On Oct 27, 2007, at 9:59 PM, ranvaig at columbus.rr.com wrote:

>> I disagree with their equating jam with jelly.  They aren't the  
>> same.  Jam
>> is definitely a later "invention".  Or, can anyone show me a "jam"  
>> recipe?
> Rumpolt Confect 23. Ungarische Pflaumen Confect / es sei weiß oder  
> braun. Nimm die sauren Weichesl / und thu die Stengel darvon / setz  
> sie in einem Kessel auf dz Feuwer oder Kolen / und laß auf sieden /  
> denn sie geben von sich selbst Saft genug. Wenn sie kalt sein / so  
> streich sie durch ein Härin Tuch / thu sie in ein uberzindten  
> Fischkessel / und setz auf Kolen / laß sieden / und rürs umb / daß  
> nicht anbrennet. Und wenns halb eingesotten ist / so nimm  
> gestossenen Zimt und Nelken darunter / machs wohl süß mit Zucker /  
> und laß darmit sieden / biß wohl dick / setz hinweg / und laß kalt  
> werden / so kanstu es aufheben / so helt sichs ein Jar oder zwei.

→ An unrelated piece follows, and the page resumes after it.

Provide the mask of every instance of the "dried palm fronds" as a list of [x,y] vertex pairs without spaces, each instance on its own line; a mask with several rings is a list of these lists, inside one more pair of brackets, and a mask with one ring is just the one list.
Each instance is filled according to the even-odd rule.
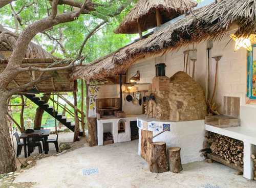
[[236,34],[256,32],[255,0],[222,0],[192,13],[154,33],[84,67],[77,67],[76,78],[91,80],[125,72],[137,61],[211,39],[220,40],[236,24]]
[[124,18],[116,33],[136,33],[138,23],[142,31],[156,26],[156,10],[164,22],[191,10],[197,3],[192,0],[140,0]]
[[[12,33],[0,25],[0,33],[5,31]],[[0,43],[0,50],[4,49],[12,51],[15,47],[16,38],[10,35],[5,35],[5,37],[6,38],[5,40],[6,42]],[[25,58],[52,58],[53,57],[52,54],[44,50],[39,45],[32,42],[29,43],[28,46],[25,56]]]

> Hungarian Plum Preserves/ be it white or brown.  Take the sour  
> cherries/ and take the stems from it/ set them in a kettle over the  
> fire or coals/ and let simmer/ until they give from themselves  
> enough juice.  When it is cold then strain it through a hair cloth/  
> put them in a tinned fishkettle/ and set on coals/ let simmer/ and  
> stir up/ that it doesn't burn.  And when it is half cooked/ then  
> take a little ground cinnamon and cloves in it/ make well sweet with  
> sugar/ and let simmer together/ until it well thickened/ take away/  
> and let cool/ so you can lift it/ and keep it in a jar or two.

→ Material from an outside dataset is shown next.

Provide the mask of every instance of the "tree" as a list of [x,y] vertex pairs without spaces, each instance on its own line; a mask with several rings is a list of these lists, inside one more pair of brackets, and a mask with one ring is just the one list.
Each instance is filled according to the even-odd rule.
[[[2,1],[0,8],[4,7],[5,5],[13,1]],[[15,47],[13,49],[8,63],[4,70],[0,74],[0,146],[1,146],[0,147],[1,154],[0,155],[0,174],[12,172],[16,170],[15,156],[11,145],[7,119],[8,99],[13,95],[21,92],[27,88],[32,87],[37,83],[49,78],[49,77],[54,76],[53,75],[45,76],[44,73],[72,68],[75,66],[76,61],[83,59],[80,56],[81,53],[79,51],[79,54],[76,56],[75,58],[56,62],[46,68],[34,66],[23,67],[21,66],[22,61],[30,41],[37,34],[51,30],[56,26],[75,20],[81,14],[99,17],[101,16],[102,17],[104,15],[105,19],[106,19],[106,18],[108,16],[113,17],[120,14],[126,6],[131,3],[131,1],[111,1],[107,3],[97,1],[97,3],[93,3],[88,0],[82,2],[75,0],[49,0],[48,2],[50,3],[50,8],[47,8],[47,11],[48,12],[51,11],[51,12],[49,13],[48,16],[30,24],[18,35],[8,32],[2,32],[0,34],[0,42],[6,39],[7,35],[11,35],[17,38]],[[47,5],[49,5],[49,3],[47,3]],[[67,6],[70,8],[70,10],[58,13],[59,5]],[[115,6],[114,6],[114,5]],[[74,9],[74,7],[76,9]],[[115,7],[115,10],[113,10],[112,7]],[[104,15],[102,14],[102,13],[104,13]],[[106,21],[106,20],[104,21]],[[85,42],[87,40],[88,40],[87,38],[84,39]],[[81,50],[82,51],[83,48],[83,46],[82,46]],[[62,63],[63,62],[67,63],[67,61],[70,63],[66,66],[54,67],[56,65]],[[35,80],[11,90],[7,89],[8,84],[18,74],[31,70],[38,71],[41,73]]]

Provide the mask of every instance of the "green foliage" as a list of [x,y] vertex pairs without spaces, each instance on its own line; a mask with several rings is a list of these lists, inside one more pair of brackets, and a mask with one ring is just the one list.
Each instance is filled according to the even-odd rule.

> Ok, 1581 for Rumpolt, while period, might not be "medieval".   
> Rumpolt has recipes for a number of other fruits confects too.  This  
> came out very jam-like, although I think it was probably meant to be  
> eaten as a spoon-sweet, rather than spread on bread.

Is there any really strong evidence that it's not a sliceable  
"lechemete" like the many quince, warden, and other fruit pastes you  
see all over France and England throughout period? I note that there's  
no mention of sugar proportions, and the use of the clause "so you can  
lift it".

I mean, this could be jam, but given that there don't seem to be a lot  
of contemporary jam recipes, and there are a lot of more or less  
contemporary recipes for fruit pastes, what are the odds?